In this story, young Paul seeks to create the luck which his mother believes has always eluded her. She sets the tone for their household, and Paul desperately seeks to make his mother happy by providing the wealth she believes she needs.

Paul discovers that if he rides his rocking horse for long enough, he is able to predict the upcoming winners of horse races. After successfully earning money and secretly funneling this to his mother, he realizes that his efforts aren't enough and that she needs even more to make her happy.

Between this sense of disappointment and his frenzied riding, Paul's health deteriorates, as is evident in various details preceding his final ride on the rocking horse, but he is resolute in his goal. He must discover the winner of the upcoming derby in order to secure a large payout for his mother.

After Paul rides for the final time, he becomes seriously ill:

Then he fell with a crash to the ground. She, all her suffering motherhood rushing through her, ran to gather him up.

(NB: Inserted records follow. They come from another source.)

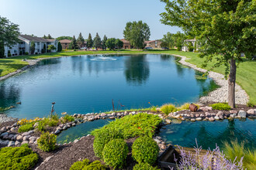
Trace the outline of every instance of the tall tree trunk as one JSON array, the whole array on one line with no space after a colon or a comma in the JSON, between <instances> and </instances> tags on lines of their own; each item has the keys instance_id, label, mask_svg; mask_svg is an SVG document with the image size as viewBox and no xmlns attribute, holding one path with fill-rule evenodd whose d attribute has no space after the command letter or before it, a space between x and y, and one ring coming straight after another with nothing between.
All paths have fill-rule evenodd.
<instances>
[{"instance_id":1,"label":"tall tree trunk","mask_svg":"<svg viewBox=\"0 0 256 170\"><path fill-rule=\"evenodd\" d=\"M235 85L236 85L236 73L237 73L237 65L236 60L234 59L230 60L230 70L228 79L228 104L231 108L235 107Z\"/></svg>"}]
</instances>

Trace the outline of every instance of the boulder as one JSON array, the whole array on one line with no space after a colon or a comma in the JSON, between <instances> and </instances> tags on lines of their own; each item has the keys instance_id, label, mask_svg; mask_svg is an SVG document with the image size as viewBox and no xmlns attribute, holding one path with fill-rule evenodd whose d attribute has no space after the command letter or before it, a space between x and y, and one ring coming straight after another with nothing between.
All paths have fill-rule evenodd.
<instances>
[{"instance_id":1,"label":"boulder","mask_svg":"<svg viewBox=\"0 0 256 170\"><path fill-rule=\"evenodd\" d=\"M238 112L238 117L241 118L246 118L246 112L244 110L240 110Z\"/></svg>"}]
</instances>

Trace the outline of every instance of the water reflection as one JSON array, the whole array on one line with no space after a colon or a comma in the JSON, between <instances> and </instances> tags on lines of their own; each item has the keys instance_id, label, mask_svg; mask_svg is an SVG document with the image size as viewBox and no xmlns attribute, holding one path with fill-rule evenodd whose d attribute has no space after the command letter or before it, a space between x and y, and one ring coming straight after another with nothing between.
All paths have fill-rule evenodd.
<instances>
[{"instance_id":1,"label":"water reflection","mask_svg":"<svg viewBox=\"0 0 256 170\"><path fill-rule=\"evenodd\" d=\"M147 61L146 55L126 58L124 75L129 84L141 85L145 83L150 76L149 63Z\"/></svg>"}]
</instances>

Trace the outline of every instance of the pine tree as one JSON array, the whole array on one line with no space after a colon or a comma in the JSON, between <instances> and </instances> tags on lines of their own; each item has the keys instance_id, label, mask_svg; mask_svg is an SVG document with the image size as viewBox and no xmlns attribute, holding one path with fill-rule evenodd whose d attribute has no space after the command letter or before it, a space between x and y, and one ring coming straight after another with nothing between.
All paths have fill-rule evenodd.
<instances>
[{"instance_id":1,"label":"pine tree","mask_svg":"<svg viewBox=\"0 0 256 170\"><path fill-rule=\"evenodd\" d=\"M96 50L102 47L102 40L98 32L96 33L96 36L93 39L93 46L96 48Z\"/></svg>"},{"instance_id":2,"label":"pine tree","mask_svg":"<svg viewBox=\"0 0 256 170\"><path fill-rule=\"evenodd\" d=\"M92 35L91 33L89 33L89 36L88 37L88 40L87 40L87 48L89 49L90 48L92 47L92 44L93 44L93 41L92 39Z\"/></svg>"},{"instance_id":3,"label":"pine tree","mask_svg":"<svg viewBox=\"0 0 256 170\"><path fill-rule=\"evenodd\" d=\"M108 40L108 38L106 36L106 35L103 37L103 39L102 41L102 49L106 49L106 41Z\"/></svg>"},{"instance_id":4,"label":"pine tree","mask_svg":"<svg viewBox=\"0 0 256 170\"><path fill-rule=\"evenodd\" d=\"M85 39L81 36L81 33L80 32L78 38L78 45L79 48L83 47L84 43L85 43Z\"/></svg>"}]
</instances>

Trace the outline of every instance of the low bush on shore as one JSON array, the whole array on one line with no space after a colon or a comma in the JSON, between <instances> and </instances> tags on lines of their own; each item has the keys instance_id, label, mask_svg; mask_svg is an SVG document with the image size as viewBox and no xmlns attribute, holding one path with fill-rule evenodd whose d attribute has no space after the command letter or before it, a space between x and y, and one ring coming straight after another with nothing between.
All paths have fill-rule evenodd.
<instances>
[{"instance_id":1,"label":"low bush on shore","mask_svg":"<svg viewBox=\"0 0 256 170\"><path fill-rule=\"evenodd\" d=\"M43 132L40 138L37 140L38 148L43 151L52 151L57 148L57 136L49 132Z\"/></svg>"},{"instance_id":2,"label":"low bush on shore","mask_svg":"<svg viewBox=\"0 0 256 170\"><path fill-rule=\"evenodd\" d=\"M0 150L0 169L27 170L37 161L37 154L28 147L6 147Z\"/></svg>"},{"instance_id":3,"label":"low bush on shore","mask_svg":"<svg viewBox=\"0 0 256 170\"><path fill-rule=\"evenodd\" d=\"M214 110L230 110L231 107L226 103L213 104L210 105Z\"/></svg>"}]
</instances>

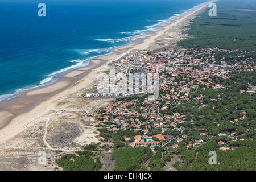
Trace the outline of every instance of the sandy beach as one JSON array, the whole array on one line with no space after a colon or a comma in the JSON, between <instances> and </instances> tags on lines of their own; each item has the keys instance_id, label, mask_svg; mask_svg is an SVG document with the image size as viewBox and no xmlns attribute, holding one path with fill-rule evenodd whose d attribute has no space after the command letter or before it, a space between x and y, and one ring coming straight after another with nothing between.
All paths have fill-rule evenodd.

But he was unconscious, and unconscious he remained, with some kind of brain sickness. He talked and threw his body wildly from side to side on the bed, as his mother sat quietly by his side without showing any sign of emotion.

Paul suffers for several days, but eventually, he meets his fate: Paul dies in the night. The final words that are offered over the young boy at the end of the story are about the money he earned in an effort to win his mother's affections.

Paul sacrifices his life in an effort to provide his mother with the life she's always desired; yet his mother offers no sense of gratitude for his sacrificial actions. The tragedy of his fate is made clear in the final line, when his uncle declares that Paul is "best gone out of a life" where he exists to simply purchase the love of his mother.